A method for calibrating a three-axis accelerometer unit of the navigation accuracy class is proposed. It is based on measuring the modulus of the gravity acceleration vector. The method provides the determination of twelve passport coefficients (including six separate values of non-orthogonality angles) of the linear metrological model of a stationary accelerometer unit under operating conditions. The developed method makes it possible to calculate the acceleration value with an acceptable error using non-precision equipment for calibration. The problem is solved by forming a system of linear nonhomogeneous algebraic equations for the desired differences of unknown actual (real) values and the passport values of an accelerometer unit's metrological model coefficients. The passport coefficients are considered to be determined during bench calibration at the manufacturer. The system of equations is formed by placing the accelerometer in at least nine calibration positions relative to the gravity vector. The solution of this system, with consideration of the limitations formed by the six additional calibration positions of the accelerometer unit, allows determining the actual values of the metrological coefficients of the accelerometer unit and using them as passport values.

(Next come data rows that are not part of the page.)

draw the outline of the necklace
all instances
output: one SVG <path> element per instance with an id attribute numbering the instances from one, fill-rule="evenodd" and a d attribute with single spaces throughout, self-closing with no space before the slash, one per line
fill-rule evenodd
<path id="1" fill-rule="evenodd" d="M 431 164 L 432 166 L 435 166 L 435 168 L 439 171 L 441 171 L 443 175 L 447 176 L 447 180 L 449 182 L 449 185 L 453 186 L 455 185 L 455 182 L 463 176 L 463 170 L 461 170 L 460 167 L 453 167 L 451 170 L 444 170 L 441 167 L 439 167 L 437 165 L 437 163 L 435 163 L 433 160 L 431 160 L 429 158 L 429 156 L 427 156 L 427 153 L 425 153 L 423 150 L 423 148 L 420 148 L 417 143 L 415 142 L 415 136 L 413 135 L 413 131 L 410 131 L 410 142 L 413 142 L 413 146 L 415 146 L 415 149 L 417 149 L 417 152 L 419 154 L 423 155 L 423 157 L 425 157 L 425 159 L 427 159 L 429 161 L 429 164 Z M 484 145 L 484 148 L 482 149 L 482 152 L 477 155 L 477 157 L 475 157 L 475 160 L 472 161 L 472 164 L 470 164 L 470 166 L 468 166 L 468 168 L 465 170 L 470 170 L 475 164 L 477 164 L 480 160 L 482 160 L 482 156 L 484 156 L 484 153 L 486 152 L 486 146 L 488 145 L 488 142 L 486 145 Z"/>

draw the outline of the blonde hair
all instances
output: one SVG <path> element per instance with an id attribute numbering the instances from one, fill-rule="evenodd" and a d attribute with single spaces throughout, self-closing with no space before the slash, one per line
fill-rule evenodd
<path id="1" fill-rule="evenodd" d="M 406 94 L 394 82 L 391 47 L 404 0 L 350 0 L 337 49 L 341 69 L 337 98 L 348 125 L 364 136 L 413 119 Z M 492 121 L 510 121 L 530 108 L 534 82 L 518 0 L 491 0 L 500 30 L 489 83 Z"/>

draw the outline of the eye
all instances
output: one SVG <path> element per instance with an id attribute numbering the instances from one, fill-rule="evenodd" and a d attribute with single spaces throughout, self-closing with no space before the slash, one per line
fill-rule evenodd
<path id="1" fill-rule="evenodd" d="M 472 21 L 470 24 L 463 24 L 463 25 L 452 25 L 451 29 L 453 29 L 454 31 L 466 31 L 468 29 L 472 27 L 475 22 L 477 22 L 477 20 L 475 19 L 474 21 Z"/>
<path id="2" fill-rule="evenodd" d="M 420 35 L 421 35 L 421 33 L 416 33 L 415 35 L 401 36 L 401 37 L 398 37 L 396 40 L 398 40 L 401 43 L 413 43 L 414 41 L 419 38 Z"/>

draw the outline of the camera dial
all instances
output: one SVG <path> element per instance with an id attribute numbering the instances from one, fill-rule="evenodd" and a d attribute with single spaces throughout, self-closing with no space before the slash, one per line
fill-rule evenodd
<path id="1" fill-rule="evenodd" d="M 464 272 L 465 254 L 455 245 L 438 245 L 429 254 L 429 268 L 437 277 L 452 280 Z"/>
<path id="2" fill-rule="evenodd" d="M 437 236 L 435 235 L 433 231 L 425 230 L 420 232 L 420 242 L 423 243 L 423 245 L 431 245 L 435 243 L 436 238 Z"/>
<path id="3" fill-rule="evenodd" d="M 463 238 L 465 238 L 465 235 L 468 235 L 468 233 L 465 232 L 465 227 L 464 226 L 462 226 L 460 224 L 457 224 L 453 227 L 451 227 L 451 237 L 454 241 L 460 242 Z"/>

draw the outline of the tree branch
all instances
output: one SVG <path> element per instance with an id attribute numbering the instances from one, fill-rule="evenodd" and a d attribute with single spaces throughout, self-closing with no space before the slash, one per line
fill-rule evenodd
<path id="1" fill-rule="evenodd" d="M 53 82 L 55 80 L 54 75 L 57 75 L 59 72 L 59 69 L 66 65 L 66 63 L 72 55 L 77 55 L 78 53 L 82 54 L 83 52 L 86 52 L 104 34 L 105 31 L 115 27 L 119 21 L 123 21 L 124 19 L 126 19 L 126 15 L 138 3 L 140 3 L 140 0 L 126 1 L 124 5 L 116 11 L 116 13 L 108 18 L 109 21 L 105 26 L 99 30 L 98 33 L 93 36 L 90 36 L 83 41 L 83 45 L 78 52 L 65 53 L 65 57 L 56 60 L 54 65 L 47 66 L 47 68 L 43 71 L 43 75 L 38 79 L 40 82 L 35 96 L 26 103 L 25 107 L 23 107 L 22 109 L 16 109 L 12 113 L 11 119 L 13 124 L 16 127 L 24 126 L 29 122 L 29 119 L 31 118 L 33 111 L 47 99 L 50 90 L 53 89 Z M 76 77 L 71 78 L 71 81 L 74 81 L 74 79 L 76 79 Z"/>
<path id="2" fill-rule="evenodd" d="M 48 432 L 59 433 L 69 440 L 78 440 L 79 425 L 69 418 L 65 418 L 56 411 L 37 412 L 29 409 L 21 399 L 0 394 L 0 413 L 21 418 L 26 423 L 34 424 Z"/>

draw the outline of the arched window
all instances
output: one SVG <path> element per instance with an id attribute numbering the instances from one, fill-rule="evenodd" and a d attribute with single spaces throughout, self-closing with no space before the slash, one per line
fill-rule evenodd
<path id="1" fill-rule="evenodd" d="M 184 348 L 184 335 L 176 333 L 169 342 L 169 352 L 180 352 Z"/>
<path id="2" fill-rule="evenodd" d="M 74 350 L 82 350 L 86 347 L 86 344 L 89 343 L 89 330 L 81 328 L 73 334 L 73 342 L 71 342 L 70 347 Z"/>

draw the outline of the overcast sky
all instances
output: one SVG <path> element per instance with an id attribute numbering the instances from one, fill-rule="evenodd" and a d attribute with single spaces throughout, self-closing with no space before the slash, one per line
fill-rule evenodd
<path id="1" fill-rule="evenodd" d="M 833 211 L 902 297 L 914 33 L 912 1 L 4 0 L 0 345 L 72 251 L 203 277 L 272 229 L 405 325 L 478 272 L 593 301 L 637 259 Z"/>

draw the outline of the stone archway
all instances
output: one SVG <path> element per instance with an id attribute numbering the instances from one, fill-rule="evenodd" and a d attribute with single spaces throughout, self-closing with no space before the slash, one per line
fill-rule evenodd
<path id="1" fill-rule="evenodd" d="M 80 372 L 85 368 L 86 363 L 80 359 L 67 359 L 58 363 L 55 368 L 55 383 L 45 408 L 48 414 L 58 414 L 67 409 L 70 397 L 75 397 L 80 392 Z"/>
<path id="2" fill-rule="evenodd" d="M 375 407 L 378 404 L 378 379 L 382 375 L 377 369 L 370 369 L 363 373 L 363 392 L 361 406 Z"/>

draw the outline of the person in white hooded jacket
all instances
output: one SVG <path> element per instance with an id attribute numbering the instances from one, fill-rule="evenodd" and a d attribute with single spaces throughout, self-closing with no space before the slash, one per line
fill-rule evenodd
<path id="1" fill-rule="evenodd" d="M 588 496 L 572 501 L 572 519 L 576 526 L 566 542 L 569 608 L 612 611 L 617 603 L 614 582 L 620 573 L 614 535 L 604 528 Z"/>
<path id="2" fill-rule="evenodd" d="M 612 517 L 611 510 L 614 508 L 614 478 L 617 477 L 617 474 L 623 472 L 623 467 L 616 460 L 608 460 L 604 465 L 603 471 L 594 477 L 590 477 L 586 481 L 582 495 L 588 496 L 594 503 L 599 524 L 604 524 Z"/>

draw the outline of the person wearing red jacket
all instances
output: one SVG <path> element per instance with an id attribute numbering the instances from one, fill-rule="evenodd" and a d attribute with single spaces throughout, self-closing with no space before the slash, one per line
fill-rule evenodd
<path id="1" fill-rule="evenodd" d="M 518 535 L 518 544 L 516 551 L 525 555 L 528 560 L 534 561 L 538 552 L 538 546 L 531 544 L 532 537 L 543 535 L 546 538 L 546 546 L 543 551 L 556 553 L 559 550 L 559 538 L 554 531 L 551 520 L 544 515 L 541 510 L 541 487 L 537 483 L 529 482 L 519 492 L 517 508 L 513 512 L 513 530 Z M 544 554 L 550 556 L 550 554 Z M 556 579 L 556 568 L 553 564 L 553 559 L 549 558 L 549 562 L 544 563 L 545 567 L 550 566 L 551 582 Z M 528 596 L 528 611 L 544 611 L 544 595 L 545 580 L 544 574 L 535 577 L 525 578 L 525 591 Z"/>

By reducing the reliance on expensive and complex calibration equipment, the developed method offers a cost-effective solution for maintaining the long-term accuracy and performance of the accelerometer unit over its operational lifetime. The versatility of this calibration approach enables its integration into existing manufacturing processes, ensuring consistent and reliable performance of accelerometer units across different batches, thereby enhancing the overall quality and reliability of navigation systems and related technologies.